Le Shou Sugi Ban est une technique japonaise, qui remonte au XVIIIe siècle, pour la préservation du bois. Le procédé est spécifiquement destiné au cèdre, mais fonctionne sur de nombreuses espèces de bois comme le cyprès, le frêne, le chêne, l’érable et bien sûr le pin comme je l’ai utilisé. Le bois est brûlé, ce qui le préserve en le rendant résistant à la lumière du soleil, à l’eau et au feu. Un autre avantage est la beauté du procédé. Il peut faire ressortir et mettre en valeur le grain du bois d’une manière que d’autres finitions ne peuvent pas faire. Lorsque j’ai fait mes premières recherches sur ce procédé, j’ai trouvé des photos de bois shou sugi ban combinées à des teintures de couleurs vives. Je me suis fatigué à découvrir comment il était fait, mais il semble que ce soit un procédé propriétaire qui n’est pas facilement partagé. J’ai décidé de mettre au point mon propre procédé que je partage avec vous tous.

Étape 1 : Brûlez-le !

Cette technique peut être réalisée avec des torches plus petites, mais je recommande d’utiliser une grande torche au propane, et de la relier. Cela permettra une combustion plus rapide et plus uniforme. Vous aurez beaucoup plus de contrôle, et vous éviterez ce regard « tacheté » que vous obtenez avec une torche plus petite.

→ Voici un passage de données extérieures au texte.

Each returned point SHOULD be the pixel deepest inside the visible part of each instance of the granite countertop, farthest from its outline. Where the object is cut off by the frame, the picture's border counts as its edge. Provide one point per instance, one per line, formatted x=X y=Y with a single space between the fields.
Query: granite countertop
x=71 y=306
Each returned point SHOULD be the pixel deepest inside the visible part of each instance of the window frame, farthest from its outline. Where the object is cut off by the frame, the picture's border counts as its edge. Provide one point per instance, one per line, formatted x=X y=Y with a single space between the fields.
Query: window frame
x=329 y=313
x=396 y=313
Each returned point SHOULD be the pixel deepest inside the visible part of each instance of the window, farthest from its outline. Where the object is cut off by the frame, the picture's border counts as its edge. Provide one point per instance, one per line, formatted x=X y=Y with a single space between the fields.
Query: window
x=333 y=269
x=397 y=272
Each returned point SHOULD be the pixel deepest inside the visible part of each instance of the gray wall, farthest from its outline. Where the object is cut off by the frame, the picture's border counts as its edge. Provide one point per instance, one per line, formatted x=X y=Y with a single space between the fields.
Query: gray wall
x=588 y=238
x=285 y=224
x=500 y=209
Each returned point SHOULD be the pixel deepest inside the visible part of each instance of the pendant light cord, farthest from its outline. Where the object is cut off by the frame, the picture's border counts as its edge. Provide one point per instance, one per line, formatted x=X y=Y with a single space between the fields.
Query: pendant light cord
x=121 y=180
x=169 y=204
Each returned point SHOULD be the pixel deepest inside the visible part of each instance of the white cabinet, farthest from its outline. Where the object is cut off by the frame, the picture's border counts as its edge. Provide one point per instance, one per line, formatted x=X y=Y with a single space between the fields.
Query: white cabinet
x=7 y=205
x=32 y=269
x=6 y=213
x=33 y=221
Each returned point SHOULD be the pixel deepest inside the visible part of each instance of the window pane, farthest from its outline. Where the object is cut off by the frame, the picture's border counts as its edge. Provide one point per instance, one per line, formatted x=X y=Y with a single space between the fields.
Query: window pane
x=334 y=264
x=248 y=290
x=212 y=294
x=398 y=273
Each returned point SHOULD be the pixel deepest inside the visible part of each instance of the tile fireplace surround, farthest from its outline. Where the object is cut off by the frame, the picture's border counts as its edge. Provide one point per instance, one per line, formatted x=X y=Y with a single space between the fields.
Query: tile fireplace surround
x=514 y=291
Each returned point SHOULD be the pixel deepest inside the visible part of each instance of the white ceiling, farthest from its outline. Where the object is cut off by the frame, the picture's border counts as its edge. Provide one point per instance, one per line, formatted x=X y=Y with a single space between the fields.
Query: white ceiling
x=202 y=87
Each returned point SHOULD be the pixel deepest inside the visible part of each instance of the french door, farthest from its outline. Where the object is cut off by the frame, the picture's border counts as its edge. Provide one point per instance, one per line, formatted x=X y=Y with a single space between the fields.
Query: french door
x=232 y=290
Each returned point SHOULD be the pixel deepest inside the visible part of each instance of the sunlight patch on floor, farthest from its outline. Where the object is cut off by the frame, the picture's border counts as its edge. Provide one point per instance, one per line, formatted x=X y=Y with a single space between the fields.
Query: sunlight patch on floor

  1. Il est important de faire quelques essais avant de brûler, car vous projetez réellement du bois. Les planches auront des motifs de grain différents et des taux d’humidité différents. Cela affecte la combustion. Remarquez sur les photos ci-dessus la différence de grain entre les deux premières planches et les deux autres. Le grain est plus large et plus long dans les premières planches. La brûlure s’accélère et le résultat final n’est pas aussi beau que le grain plus serré de la deuxième série de planches.
  2. Tenez le chalumeau à une hauteur de 12 à 18 pouces au-dessus du bois pendant que vous le brûlez. J’ai l’impression que vous peignez avec le feu, et que vous devez « brosser » le bois comme tel. Vous verrez de quoi je parle quand vous l’essaierez, je vous le promets.
  3. Il y a différents niveaux de carbonisation. Pour le shou sugi ban taché, il faut une légère touche. Sur la dernière photo, vous pouvez voir à quoi ressemble une carie de « peau d’alligator ». Vous entendrez le bois craquer et éclater lorsque vous le brûlerez.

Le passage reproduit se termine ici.